Partly because of a determination not to cede the point to Labour. The Tories implementing a windfall tax – Labour’s most high-profile policy demand – would be read as a tacit admission of failure and yank the starter motor into life on Labour’s general election campaign (the next poll is due in just two years).
Another reason is political rigidity. Sunak insists “we’re a party that believes in aspiration” and has spoken of concerns about low business investment in the UK economy. It’s all of a piece with his approach to the cost-of-living crisis, producing a spring statement that held down spending. Right-wing commentators complain about threats to the sacred principle of allowing companies and individuals to keep the money they make, as if they were above society.
The difficulty with all this is that we are living through a unique financial crisis the burden of which must be shared. If individual households are being told they must “endure hardships” against a backdrop of war in Ukraine, as business secretary Kwasi Kwarteng has said; if small businesses must do the same, contending with eye-popping fuel costs, then so must big corporations.
Clinging to an optimal low-tax scenario for Shell and BP when households are being told with a shrug they must endure the worst hit on living standards since the 1950s – with more pain to come – is politically (and morally) unsustainable. Inflation in the UK is at seven per cent, prompting the Bank of England to raise interest rates again yesterday. There is no sign of energy prices dropping any time soon and the likelihood of more bill rises in the autumn.
A government that has raised the tax burden on households in the midst of a cost-of-living crisis, is taking a lethal risk with public opinion by refusing to impose a levy on big companies that are profiting from that crisis, even if those extra profits have been made inadvertently.
Labour’s general election leaflets are already writing themselves.
We are dealing with such large numbers.

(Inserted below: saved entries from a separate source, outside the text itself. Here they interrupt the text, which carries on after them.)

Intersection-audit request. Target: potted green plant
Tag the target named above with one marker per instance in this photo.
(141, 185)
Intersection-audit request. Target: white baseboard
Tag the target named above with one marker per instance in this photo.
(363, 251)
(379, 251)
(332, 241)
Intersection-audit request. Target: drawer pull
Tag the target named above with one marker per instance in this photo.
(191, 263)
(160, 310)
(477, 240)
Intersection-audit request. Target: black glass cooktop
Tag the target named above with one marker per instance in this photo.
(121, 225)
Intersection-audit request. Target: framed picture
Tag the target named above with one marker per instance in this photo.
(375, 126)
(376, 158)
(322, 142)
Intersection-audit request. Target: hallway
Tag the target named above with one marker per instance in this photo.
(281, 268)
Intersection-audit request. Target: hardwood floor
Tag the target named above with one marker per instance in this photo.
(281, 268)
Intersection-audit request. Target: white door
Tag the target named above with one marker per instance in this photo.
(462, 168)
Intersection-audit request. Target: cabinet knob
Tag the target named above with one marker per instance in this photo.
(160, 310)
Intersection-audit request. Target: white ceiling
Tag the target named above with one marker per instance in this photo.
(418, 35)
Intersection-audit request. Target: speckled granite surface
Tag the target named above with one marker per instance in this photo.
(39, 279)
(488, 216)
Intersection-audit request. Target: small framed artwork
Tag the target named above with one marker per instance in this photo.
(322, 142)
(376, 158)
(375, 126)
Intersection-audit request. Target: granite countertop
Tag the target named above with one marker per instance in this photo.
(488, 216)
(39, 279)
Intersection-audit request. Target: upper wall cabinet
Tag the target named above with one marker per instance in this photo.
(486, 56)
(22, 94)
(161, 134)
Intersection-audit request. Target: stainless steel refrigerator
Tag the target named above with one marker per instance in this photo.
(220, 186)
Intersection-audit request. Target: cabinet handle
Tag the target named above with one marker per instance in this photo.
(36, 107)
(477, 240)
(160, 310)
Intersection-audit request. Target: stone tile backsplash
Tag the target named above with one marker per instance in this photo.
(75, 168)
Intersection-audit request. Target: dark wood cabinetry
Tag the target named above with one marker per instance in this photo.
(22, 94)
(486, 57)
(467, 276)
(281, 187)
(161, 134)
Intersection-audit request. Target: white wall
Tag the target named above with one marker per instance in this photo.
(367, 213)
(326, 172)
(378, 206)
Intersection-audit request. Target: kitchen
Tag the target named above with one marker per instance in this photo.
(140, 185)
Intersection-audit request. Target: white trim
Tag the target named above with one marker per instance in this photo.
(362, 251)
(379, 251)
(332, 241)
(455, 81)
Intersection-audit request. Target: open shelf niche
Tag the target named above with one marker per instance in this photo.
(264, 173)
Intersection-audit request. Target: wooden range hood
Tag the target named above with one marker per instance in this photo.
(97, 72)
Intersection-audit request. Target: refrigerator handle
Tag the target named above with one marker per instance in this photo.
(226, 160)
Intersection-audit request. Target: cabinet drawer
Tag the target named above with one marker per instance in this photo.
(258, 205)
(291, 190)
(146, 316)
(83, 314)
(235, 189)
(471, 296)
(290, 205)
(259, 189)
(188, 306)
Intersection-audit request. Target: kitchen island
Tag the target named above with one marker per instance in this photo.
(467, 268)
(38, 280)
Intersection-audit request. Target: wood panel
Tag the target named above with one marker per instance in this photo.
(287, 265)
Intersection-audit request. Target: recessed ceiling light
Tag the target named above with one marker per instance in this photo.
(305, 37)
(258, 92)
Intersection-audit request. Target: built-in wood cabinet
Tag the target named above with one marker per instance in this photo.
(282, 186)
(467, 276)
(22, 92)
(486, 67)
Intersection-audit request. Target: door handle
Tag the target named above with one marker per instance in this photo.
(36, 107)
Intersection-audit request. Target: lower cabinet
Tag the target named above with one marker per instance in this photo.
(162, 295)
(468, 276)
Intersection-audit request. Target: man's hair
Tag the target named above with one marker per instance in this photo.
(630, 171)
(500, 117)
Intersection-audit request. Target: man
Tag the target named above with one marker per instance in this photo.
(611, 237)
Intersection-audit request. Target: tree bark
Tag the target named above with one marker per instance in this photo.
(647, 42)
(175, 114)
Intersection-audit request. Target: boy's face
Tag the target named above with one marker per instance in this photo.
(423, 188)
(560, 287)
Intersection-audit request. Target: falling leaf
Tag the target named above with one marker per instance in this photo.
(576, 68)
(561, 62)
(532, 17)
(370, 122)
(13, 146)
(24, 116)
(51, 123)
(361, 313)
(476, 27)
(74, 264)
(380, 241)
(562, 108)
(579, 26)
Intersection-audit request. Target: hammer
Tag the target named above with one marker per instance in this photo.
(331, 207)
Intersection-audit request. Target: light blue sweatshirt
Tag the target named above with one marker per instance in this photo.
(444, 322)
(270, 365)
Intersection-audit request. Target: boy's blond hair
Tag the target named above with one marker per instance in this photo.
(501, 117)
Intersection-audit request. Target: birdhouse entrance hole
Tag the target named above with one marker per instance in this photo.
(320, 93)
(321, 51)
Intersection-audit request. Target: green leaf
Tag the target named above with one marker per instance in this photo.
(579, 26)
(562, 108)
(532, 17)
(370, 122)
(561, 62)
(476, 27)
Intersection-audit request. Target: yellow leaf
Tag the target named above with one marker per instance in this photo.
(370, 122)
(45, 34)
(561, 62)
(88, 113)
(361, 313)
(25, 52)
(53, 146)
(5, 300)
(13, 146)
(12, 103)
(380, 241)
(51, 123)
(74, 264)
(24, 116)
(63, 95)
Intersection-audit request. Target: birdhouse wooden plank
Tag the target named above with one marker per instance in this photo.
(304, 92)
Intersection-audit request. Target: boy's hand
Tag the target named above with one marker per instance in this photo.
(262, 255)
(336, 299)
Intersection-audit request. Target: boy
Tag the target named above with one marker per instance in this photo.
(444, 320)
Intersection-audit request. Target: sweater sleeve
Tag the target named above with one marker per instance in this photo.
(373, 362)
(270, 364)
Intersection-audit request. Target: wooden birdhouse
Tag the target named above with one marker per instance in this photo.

In the first three months of this year, BP made a bumper profit of £4.9bn – more than twice as much as the same period last year. Looney wasn’t exaggerating when he called his company a “cash machine”.
Shell, meanwhile, has made even more. Its first quarter profits are its highest ever, at £7.3bn. Both have divested from Russia but benefited from high energy prices, driven up by the war in Ukraine and higher demand as the pandemic has eased.
Shell and BP are not alone. Oil and gas companies are wallowing in cash – TotalEnergies and also Equinor, a big supplier of gas to the UK, are posting record earnings.
Oil and gas companies have benefited from a hugely favourable fiscal environment in the UK going back years, paying corporation tax but also receiving billions in subsidies – often more than they pay in tax.
The revenues flowing right now into their bank accounts derive, ultimately, from bill-payers and consumers. They include teachers and care workers and nurses and hospitality workers and people subsisting on the state pension.
It’s not beautiful, it’s not virtuous and it certainly isn’t just. Capitalism, particularly where essential utilities are in the hands of private interests, must be made to work for the common good and the common good would be served, right now, by a windfall tax.